Atteinte à la liberté de la presse au Togo : Comment le Sous-Lieutenant Esso Salaka et ses hommes ont torturé un journaliste de L’Alternative

Des gendarmes ont cru devoir exercer le mardi matin dernier, des violences sur un journaliste de L’Alternative alors que ce dernier ne cherchait qu’à faire un reportage sur un litige foncier. Ces lâches individus, sous les ordres d’un certain Sous-Lieutenant Esso Salaka, une brute connue pour ses comportements crapuleux, ont agressé, menotté et détenu,des heures durant, le journaliste pourtant bien identifiable par son gilet et sa carte.

Ce sous-officier Esso Salaka, d’une sulfureuse réputation, qui avait perdu entre-temps son grade de Lieutenant parce que surpris dans des deals obscurs avec des trafiquants de produits pétroliers, était le principal commanditaire de l’agression de notre confrère. Des brebis galeuses qui ternissent régulièrement l’image des forces de l’ordre de par leurs attitudes de sauvages, convaincus de l’impunité qui leur est accordée à chaque forfait ou crime. C’est donc sous les ordres de ce Sous-Lieutenant qu’un autre gendarme du nom de Hlonmadon venu en renfort de la brigarde de Sanguéra a pris le vilain plaisir de serrer régulièrement les menottes du journaliste et ce, durant deux heures d’horloge alors qu’il avait ses mains et bras menottés derrière. C’est également lui qui a soumis notre reporter à la pire des humiliations en l’obligeant à uriner dans son pantalon, proférant des menaces du genre : « On va te faire sentir de quoi on est capable ».
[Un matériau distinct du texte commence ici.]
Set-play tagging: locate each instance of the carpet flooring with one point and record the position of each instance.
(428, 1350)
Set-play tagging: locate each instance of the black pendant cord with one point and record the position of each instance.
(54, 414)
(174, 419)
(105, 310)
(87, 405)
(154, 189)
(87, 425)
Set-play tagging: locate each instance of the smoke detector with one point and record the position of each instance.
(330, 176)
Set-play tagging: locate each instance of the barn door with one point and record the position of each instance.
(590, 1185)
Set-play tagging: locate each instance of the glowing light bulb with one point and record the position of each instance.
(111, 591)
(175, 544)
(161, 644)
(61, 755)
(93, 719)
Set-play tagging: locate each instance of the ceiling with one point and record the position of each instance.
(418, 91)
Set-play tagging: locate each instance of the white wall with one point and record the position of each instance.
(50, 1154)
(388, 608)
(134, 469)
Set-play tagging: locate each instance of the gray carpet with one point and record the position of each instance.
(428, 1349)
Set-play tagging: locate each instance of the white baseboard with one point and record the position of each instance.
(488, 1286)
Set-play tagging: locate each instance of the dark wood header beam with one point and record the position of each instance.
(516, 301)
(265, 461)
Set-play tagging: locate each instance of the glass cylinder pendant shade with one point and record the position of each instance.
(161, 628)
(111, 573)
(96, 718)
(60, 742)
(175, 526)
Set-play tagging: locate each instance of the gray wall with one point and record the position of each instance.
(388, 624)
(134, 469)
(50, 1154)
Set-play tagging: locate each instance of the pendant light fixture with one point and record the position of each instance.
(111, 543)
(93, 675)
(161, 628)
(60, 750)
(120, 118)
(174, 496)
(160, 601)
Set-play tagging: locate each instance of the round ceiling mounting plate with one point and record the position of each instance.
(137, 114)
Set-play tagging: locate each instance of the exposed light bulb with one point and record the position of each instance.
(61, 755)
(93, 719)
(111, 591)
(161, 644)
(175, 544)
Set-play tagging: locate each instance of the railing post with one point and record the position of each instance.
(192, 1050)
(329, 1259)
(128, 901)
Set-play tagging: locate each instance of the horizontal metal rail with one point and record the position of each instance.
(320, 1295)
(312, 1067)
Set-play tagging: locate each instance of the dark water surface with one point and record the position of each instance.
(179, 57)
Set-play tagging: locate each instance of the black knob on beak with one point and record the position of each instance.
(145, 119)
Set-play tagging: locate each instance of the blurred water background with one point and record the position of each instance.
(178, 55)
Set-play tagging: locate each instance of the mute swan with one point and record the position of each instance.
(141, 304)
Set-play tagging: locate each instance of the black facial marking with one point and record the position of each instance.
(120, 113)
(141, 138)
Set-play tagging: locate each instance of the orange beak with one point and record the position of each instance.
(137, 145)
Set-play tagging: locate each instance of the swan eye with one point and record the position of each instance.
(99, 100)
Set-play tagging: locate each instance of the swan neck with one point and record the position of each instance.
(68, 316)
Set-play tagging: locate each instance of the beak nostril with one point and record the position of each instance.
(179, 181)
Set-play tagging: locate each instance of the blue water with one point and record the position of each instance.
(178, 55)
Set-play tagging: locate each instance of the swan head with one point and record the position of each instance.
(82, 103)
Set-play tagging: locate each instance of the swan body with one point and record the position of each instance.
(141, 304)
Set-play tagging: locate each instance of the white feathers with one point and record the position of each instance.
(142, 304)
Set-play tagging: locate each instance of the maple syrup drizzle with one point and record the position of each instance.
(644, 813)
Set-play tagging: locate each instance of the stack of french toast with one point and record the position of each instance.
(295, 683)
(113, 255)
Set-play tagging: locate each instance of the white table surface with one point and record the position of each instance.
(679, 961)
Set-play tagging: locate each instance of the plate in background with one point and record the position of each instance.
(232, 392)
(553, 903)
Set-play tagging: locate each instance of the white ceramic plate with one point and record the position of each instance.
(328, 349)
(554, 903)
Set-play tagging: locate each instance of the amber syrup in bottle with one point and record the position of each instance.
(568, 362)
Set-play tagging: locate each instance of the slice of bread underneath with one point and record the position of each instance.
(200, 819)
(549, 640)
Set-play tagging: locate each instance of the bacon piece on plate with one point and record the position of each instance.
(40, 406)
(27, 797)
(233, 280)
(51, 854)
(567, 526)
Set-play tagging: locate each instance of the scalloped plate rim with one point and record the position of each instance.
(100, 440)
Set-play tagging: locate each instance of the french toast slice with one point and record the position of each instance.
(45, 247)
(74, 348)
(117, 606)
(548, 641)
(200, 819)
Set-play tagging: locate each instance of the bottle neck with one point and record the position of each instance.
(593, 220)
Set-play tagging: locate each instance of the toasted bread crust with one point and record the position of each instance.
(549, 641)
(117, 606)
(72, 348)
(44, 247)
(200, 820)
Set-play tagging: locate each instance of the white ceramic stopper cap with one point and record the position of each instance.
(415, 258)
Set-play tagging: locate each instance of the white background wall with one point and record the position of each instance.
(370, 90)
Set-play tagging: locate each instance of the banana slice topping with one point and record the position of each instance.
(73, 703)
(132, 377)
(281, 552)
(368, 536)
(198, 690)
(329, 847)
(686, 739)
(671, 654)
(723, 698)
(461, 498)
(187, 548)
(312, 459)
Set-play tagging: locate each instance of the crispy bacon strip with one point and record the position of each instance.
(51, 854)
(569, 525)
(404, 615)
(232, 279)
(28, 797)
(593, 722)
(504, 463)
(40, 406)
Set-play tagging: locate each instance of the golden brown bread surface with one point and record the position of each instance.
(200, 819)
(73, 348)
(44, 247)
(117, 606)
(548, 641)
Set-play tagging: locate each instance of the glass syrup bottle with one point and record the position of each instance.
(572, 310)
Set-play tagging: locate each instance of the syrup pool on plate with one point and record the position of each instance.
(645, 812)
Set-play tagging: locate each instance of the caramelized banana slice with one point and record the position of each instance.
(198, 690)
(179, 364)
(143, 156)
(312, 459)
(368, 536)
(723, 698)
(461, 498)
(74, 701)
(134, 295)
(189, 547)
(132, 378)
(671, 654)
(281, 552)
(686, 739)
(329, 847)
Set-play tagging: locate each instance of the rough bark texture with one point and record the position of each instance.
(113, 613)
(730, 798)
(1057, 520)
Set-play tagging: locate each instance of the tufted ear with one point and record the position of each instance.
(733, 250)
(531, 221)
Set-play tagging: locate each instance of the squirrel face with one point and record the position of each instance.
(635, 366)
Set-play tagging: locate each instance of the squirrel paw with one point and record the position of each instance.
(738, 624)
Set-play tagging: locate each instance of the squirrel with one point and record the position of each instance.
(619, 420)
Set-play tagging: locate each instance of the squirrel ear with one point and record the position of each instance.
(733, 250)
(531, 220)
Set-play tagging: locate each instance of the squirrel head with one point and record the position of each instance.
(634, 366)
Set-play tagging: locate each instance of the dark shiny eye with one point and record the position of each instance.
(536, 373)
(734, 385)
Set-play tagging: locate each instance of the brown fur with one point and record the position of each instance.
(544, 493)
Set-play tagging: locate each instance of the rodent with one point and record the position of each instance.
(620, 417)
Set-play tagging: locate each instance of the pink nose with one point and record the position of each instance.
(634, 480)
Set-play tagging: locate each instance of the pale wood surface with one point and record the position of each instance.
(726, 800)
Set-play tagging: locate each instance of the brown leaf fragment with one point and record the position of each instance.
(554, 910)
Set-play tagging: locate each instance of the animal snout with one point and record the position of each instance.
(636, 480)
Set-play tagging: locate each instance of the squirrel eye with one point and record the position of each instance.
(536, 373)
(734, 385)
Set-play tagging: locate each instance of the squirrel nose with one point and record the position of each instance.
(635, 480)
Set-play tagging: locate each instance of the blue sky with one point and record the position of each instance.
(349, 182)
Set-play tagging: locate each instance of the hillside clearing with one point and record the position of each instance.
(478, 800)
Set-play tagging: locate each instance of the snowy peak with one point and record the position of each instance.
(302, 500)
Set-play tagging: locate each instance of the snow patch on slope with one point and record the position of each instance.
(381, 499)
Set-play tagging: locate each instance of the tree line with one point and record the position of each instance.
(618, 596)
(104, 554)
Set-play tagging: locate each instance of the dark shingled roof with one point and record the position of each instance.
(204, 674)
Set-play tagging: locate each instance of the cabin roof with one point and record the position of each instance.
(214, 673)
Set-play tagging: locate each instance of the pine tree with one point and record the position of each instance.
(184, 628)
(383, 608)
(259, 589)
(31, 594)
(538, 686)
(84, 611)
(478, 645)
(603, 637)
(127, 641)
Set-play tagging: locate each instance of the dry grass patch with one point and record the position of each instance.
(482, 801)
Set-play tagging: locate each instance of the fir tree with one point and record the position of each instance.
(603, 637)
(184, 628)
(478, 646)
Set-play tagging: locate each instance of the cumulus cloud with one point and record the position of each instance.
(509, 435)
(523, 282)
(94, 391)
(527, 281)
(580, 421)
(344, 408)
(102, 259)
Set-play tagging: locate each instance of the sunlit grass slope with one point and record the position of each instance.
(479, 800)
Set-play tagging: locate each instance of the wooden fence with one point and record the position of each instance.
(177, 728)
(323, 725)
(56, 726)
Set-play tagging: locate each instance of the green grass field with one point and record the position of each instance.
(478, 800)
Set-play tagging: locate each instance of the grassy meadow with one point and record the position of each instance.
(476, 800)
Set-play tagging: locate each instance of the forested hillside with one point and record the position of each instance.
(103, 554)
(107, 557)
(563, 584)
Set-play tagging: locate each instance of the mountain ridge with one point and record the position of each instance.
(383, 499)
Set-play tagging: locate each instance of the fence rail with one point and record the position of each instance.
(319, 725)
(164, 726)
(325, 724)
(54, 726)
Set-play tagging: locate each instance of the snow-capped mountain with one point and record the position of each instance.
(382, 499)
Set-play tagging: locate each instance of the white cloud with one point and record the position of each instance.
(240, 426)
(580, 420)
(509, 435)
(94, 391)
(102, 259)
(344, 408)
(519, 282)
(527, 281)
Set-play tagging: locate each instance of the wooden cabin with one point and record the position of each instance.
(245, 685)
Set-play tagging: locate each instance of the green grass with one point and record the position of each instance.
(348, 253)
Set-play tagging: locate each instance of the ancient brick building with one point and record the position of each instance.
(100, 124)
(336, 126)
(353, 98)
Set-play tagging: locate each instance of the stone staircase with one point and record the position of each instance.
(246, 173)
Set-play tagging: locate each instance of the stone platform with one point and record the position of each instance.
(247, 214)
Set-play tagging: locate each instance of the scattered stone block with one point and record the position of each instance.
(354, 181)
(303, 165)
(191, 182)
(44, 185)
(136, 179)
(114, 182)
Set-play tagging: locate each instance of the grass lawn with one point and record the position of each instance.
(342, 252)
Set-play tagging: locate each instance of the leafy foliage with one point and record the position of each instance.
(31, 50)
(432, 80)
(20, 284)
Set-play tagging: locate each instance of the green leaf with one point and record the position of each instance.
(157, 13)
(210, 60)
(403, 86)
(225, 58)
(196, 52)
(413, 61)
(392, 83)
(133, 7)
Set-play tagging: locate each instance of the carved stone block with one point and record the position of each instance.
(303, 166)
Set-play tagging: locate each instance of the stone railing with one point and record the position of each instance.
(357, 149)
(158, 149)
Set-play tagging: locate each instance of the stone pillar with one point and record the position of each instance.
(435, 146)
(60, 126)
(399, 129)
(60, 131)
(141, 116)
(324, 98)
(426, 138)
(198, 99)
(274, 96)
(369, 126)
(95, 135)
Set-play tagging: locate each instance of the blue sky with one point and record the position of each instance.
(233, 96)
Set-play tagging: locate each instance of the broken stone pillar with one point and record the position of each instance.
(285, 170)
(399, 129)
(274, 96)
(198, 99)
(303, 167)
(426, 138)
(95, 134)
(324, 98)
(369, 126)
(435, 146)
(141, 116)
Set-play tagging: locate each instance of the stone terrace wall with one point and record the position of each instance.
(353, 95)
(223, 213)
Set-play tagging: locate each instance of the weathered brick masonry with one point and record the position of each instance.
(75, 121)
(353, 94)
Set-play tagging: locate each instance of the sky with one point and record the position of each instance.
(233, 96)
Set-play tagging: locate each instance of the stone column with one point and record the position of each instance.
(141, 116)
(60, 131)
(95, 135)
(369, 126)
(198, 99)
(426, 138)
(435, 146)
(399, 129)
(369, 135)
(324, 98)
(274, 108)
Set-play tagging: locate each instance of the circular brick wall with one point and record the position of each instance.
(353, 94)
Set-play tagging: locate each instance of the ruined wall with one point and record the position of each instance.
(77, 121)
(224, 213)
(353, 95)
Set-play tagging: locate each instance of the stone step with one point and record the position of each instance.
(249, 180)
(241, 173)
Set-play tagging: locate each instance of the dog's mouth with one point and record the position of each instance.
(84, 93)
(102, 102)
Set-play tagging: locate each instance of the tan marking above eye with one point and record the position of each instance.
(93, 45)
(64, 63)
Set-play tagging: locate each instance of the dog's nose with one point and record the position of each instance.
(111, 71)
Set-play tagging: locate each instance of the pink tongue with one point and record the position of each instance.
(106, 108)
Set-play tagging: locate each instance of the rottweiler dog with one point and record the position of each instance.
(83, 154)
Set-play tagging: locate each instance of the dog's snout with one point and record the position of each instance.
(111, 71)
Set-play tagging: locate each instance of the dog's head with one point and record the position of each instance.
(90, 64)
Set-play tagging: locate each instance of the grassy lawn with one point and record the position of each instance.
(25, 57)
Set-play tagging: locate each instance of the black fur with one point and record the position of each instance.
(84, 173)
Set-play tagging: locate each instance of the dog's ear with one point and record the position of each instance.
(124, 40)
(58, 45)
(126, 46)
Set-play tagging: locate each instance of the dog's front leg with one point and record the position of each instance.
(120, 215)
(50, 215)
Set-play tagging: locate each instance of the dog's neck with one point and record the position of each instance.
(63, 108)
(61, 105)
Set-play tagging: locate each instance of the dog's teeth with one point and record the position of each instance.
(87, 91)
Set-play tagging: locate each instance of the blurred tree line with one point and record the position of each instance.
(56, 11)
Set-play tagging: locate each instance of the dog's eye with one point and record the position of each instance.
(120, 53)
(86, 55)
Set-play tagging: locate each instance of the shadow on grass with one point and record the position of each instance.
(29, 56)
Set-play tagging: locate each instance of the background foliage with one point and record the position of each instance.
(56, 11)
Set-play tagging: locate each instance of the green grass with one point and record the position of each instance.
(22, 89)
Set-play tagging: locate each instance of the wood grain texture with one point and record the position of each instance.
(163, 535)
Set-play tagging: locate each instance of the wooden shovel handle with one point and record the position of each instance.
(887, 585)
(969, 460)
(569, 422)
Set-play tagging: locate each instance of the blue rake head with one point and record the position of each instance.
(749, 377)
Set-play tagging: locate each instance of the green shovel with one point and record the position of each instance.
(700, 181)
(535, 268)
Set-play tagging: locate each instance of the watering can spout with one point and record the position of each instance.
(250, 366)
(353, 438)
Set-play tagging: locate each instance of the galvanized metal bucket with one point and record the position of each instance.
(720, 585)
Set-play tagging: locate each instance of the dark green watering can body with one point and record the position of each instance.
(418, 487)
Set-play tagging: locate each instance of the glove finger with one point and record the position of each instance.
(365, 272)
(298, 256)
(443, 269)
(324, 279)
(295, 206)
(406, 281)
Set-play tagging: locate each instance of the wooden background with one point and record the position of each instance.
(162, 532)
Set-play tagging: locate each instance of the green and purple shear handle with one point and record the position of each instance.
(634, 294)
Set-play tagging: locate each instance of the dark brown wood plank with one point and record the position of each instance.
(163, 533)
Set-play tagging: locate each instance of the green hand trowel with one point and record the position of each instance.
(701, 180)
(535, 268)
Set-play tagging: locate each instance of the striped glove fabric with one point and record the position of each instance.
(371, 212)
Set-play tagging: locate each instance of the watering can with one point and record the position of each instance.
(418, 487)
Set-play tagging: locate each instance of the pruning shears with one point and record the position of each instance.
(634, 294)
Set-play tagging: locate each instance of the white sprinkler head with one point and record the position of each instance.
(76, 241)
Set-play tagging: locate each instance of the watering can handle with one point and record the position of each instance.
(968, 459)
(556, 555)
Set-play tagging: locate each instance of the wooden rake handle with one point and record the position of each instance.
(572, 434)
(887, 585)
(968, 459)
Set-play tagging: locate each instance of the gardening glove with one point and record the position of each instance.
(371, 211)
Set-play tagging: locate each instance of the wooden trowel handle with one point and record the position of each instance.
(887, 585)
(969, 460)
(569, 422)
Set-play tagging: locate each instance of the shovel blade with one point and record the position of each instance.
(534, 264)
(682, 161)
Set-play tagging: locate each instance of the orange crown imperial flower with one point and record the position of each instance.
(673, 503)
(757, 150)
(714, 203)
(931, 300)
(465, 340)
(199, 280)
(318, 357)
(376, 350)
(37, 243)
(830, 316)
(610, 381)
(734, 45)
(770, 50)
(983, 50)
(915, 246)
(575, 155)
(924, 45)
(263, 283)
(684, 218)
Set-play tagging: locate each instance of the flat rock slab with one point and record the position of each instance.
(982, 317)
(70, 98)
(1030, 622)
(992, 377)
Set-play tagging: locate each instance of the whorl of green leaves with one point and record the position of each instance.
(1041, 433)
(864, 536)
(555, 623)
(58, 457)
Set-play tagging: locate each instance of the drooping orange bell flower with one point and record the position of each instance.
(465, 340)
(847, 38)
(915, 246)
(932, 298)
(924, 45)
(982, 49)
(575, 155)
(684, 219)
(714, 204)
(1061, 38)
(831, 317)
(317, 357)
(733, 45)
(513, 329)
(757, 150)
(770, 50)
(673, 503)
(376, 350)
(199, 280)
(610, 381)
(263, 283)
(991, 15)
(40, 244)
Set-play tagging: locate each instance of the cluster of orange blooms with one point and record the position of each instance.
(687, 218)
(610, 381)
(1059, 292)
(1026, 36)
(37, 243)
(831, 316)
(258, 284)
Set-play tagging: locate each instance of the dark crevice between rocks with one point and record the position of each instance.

A L’Alternative, on se réserve le droit de réserver des suites judiciaires à cette affaire, mais pas seulement. Tous ceux qui ont participé directement ou tacitement aux sévices exercés sur notre reporter seront mis face à leurs responsabilités. Que ce soit à Lomé, au Togo et ailleurs, aujourd’hui et plus tard, nous mettrons tout en œuvre pour que ces individus rustres et lâches puissent répondre de leurs actes et soient sanctionnés de façon exemplaire afin de dissuader d’autres brutes de la même espèce de perpétrer les mêmes actes sur d’autres éventuels confrères. Traqués, ils le seront partout dans le monde pour leurs horribles méfaits. Nous vous reproduisons le témoignage de la victime, notre journaliste Robert Avotor.

Je me nomme Robert Kossi AVOTOR, journaliste au bihebdomadaire L’Alternative, Ce mardi 07 février 2017, je revenais de la douane d’Adidogomé quand un ami m’a alerté qu’il y a une centaine de forces de l’ordre à Akato-Viepé. La mission pour eux, c’est de faire exécuter une décision de justice qui ordonne le renvoi des gens de la collectivité Dodjavoudji des lopins de terres. Il sonnait 8h, j’ai fait un tour pour prendre mon gilet de reportage et ma carte de profession à la maison.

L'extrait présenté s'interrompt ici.